A recent Quote of the Day (2/6/09) covered the OECD working paper, “Health Care Reform in the United States.” My comment was quite critical because the paper ignored single payer while discussing the merits of private insurance reform, especially the work of Jonathan Gruber on the Massachusetts plan. The working paper was coauthored by two staff economists from OECD and, yes, Prof. Bradley Herring. In no way could he be considered to be a single payer ideologue.
Although I transcribed only his comments on single payer, you should listen to him on all four models (at the link above – a transcript will be available soon). He describes single payer as a system that actually gets everyone covered, that you get the medical care that you need, that there would be large reductions in administrative costs, and that “the single payer approach yields the most promise towards reducing health care costs.”

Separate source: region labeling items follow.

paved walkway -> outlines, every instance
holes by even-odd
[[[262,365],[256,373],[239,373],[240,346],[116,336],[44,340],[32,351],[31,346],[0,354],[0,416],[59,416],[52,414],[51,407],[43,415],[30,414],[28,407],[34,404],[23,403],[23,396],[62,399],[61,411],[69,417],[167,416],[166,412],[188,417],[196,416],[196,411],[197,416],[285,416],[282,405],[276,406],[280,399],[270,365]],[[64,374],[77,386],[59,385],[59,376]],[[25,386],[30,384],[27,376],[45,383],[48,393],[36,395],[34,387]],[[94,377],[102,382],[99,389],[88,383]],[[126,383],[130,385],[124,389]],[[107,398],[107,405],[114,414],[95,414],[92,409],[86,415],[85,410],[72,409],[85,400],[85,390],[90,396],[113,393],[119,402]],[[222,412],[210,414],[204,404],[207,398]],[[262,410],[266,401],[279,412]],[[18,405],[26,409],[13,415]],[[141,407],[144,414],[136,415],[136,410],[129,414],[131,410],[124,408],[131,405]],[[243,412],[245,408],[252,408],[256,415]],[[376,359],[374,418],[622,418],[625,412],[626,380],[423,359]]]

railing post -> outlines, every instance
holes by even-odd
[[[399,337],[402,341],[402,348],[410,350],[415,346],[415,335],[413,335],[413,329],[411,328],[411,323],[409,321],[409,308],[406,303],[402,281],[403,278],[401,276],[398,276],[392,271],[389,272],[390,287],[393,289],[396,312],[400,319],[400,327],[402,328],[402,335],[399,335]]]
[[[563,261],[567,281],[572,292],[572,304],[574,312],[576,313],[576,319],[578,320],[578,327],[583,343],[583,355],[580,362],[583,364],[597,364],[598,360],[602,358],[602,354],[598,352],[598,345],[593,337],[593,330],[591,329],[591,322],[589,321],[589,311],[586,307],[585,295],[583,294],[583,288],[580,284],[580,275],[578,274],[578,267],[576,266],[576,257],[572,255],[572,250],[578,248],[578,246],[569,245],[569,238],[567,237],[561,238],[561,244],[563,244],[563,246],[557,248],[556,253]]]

The other three models fall short on these goals, but look at what he says about how they control costs. Each model spends more money on administration in order to control costs by reducing benefits and by erecting financial barriers to care. As Prof. Herring asks, “Is that where we want to go?”
Tomorrow President Obama holds the White House summit on health care reform. A broad spectrum of special interests have been invited, but the single payer community has been explicitly excluded, except for Congressman John Conyers. Does that mean that they will search guests at the door to be certain that none of them bring in a copy of Prof. Herring’s comments? The turfs of the special interests would certainly be threatened by exposing the attendees to sound policy science.